I have a homework question that I don't know how to answer. It goes like this:
Give complete details on the derivation of the five-point centered approximation to the second derivative of a function $f(x)$ for the example below. Also, give complete details on using Taylor expansions to determine the leading error term, as given in the example below.

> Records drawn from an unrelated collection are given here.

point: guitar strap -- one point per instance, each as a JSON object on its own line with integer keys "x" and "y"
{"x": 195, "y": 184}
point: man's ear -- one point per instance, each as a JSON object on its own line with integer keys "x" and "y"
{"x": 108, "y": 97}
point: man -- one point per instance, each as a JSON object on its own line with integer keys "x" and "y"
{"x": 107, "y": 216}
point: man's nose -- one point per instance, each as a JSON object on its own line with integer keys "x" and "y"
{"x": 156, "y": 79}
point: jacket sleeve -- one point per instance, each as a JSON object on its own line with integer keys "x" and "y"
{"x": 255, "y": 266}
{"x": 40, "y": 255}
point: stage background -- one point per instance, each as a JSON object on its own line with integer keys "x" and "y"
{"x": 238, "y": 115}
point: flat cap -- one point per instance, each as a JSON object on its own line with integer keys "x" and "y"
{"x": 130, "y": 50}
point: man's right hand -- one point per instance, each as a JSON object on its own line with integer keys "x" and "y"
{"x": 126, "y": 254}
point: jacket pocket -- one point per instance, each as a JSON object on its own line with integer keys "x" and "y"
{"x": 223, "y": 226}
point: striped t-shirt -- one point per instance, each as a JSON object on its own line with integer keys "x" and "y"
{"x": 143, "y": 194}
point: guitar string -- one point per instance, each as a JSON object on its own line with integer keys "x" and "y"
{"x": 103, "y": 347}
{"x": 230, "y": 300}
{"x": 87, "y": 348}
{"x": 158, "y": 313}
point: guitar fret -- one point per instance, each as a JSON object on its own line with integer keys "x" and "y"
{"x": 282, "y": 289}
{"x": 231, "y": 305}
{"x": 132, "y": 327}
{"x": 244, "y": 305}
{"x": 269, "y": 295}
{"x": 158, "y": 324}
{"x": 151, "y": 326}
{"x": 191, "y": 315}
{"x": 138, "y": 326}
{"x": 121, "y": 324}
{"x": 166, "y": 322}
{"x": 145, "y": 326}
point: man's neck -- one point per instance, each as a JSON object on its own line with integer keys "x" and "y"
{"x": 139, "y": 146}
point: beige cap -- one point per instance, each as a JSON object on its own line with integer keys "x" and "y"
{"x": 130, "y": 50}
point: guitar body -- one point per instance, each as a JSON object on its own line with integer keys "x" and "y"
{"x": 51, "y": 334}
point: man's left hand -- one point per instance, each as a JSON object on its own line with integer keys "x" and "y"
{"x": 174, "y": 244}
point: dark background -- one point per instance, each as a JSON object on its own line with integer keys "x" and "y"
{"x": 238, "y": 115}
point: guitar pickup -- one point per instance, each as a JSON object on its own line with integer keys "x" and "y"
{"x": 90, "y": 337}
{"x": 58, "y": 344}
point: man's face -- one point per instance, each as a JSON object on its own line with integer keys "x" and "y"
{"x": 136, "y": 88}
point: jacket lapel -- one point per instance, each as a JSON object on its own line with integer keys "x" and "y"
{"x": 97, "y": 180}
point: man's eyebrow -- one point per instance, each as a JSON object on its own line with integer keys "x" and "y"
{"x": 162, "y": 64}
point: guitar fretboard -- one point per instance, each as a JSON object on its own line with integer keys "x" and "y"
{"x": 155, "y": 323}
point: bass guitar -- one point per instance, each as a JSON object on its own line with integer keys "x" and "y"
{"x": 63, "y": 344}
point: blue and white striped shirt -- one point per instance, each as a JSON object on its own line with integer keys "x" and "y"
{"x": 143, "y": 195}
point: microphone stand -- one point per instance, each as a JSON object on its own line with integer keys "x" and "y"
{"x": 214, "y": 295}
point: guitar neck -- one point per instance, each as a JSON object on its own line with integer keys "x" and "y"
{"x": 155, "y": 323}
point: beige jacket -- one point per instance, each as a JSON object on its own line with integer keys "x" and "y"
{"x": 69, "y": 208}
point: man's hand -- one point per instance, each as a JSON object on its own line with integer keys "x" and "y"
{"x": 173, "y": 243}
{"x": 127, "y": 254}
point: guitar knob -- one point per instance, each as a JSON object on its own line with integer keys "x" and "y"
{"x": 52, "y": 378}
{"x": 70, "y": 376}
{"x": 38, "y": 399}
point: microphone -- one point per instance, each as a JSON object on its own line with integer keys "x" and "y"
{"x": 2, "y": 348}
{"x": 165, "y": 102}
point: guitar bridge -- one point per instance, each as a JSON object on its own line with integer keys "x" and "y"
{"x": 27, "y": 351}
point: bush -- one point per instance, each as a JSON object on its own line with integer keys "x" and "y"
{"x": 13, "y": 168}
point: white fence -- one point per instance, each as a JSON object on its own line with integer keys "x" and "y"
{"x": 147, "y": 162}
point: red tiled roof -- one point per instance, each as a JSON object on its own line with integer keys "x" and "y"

With $n = 4$, $m = 2$, and $x = x_2$, and reference interval $x_0 = -2h$, $x_1 = -h$, $x_2 = 0$, $x_3 = h$, $x_4 = 2h$, we have $$f''(x_2) \cong \sum_{i=0}^4 f_i l''_i(x_2)$$ Here $$l_0(x) = \frac{(x - x_1)(x - x_2)(x - x_3)(x - x_4)}{(x_0 - x_1)(x_0 - x_2)(x_0 - x_3)(x_0 - x_4)}$$ $$=\frac{(x - x_1)(x - x_2)(x - x_3)(x - x_4)}{24h^4}$$
Differentiating, and setting $x$ equal to $x_2$, we find $$l''_0(x_2)=\frac{-1}{12h^2}$$ Similarly $$l''_1(x_2)=\frac{16}{12h^2}, l''_2(x_2)=\frac{-30}{12h^2}, l''_3(x_2)=\frac{16}{12h^2}, l''_4(x_2)=\frac{-1}{12h^2}$$
Hence we have the five point finite difference approximation $$f''(x_2)\cong\frac{-f_0+16f_1-30f_2+16f_3-f_4}{12h^2}$$
By Taylor expansion, one can show that the leading error term is $$\frac{h^4f^{(6)}(x_2)}{90}$$
I have no clue how to answer this question. Some help will be much appreciated. Thank you!
Edit: To be clear, I just don't understand what they mean by "give complete details".